# Rainbow Poplar Burl Bowl



## Bobostro61 (Jan 11, 2015)

I got this piece on eBay a while back.  Finally above zero around here so I decided to rough turn it today.  I'm praying this doesn't crack while drying.


----------



## stonepecker (Jan 11, 2015)

OMG........I hope it doesn't crack also.

What a BEAUTIFUL piece of wood.


----------



## Jim15 (Jan 11, 2015)

That looks awesome so far.


----------



## nativewooder (Jan 11, 2015)

I don't know how you dry things in the land of ice and snow, but down here that sucker would already be buried in wood chips in a cardboard box, sealed, weighed and dated so I could check it every 30 days  until it quits losing weight.  I hope you wind up with a great bowl!


----------



## Bobostro61 (Jan 11, 2015)

nativewooder said:


> I don't know how you dry things in the land of ice and snow, but down here that sucker would already be buried in wood chips in a cardboard box, sealed, weighed and dated so I could check it every 30 days  until it quits losing weight.  I hope you wind up with a great bowl!



LOL, yup, she's in wood shavings in a paper bag at least.


----------



## Skewer (Jan 11, 2015)

Good Luck!  That's an amazing piece of wood.


----------



## RustySplinters (Jan 11, 2015)

Holy CRAP!  That is an incredible piece of wood!


----------



## dozuki (Jan 11, 2015)

What they said.  I would be afraid to touch it.  It would be set aside until my skill level improved.


----------



## alankulwicki7 (Jan 11, 2015)

Why don't you turn it to finished bowl right now? I've done a lot of bowls that way and have yet to have them crack on me...


----------



## Charlie_W (Jan 11, 2015)

Great find! Maybe it will freeze dry!


----------



## TellicoTurning (Jan 12, 2015)

That's a piece I would soak in my DNA bucket for a couple of days, then set aside to dry... I've had good luck with poplar drying... 

Incredible piece of wood.... the last piece of "rainbow" poplar I found (at the local Woodcraft store and in pepper mill blank form) was almost totally black from laying in a swamp or somewhere... the wood stunk like puke and drew flies like crazy... but it did make some beautiful pepper mills.... 

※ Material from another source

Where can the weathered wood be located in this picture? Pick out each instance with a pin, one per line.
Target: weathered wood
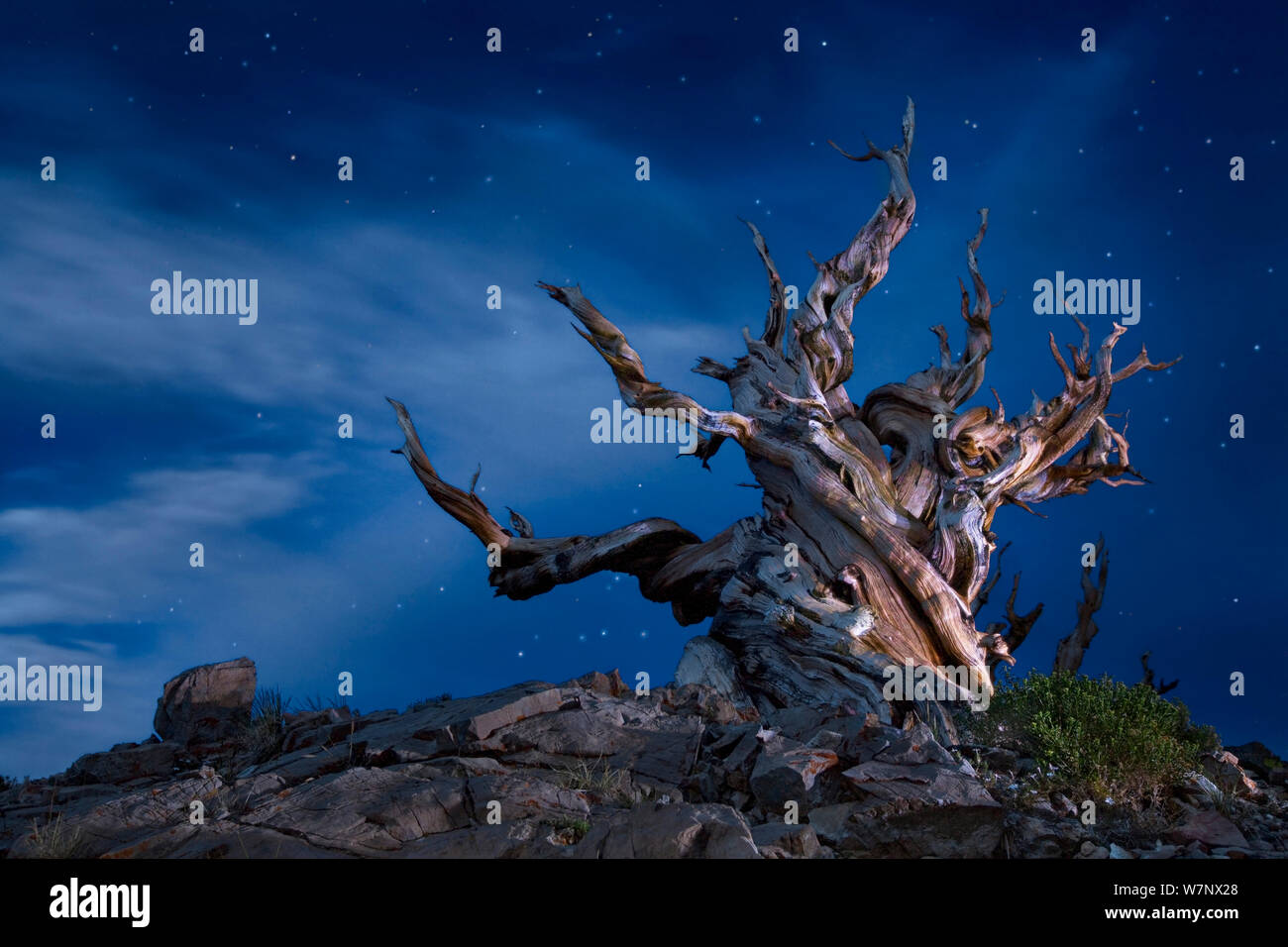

Looking forward to seeing the finished bowl.


----------



## Turned Around (Jan 12, 2015)

I made a decent sized bowl when I first started turning out of rainbow poplar. Nothing cracked and I had a little thinner wall left on it for drying that you prepped yours for. Mine had similar colors, too. Beautiful when just polished when done. Need to buy some more.


----------



## triw51 (Jan 12, 2015)

That is so cool bet it looks better in hand seems pictures cant do justice to a bowl like that


----------



## GaryMGg (Jan 14, 2015)

Sweet!


----------



## BJohn (Jan 14, 2015)

That bowl is going to rock !


----------



## Bobostro61 (Jan 14, 2015)

TellicoTurning said:


> That's a piece I would soak in my DNA bucket for a couple of days, then set aside to dry... I've had good luck with poplar drying...
> 
> Incredible piece of wood.... the last piece of "rainbow" poplar I found (at the local Woodcraft store and in pepper mill blank form) was almost totally black from laying in a swamp or somewhere... the wood stunk like puke and drew flies like crazy... but it did make some beautiful pepper mills....
> 
> Looking forward to seeing the finished bowl.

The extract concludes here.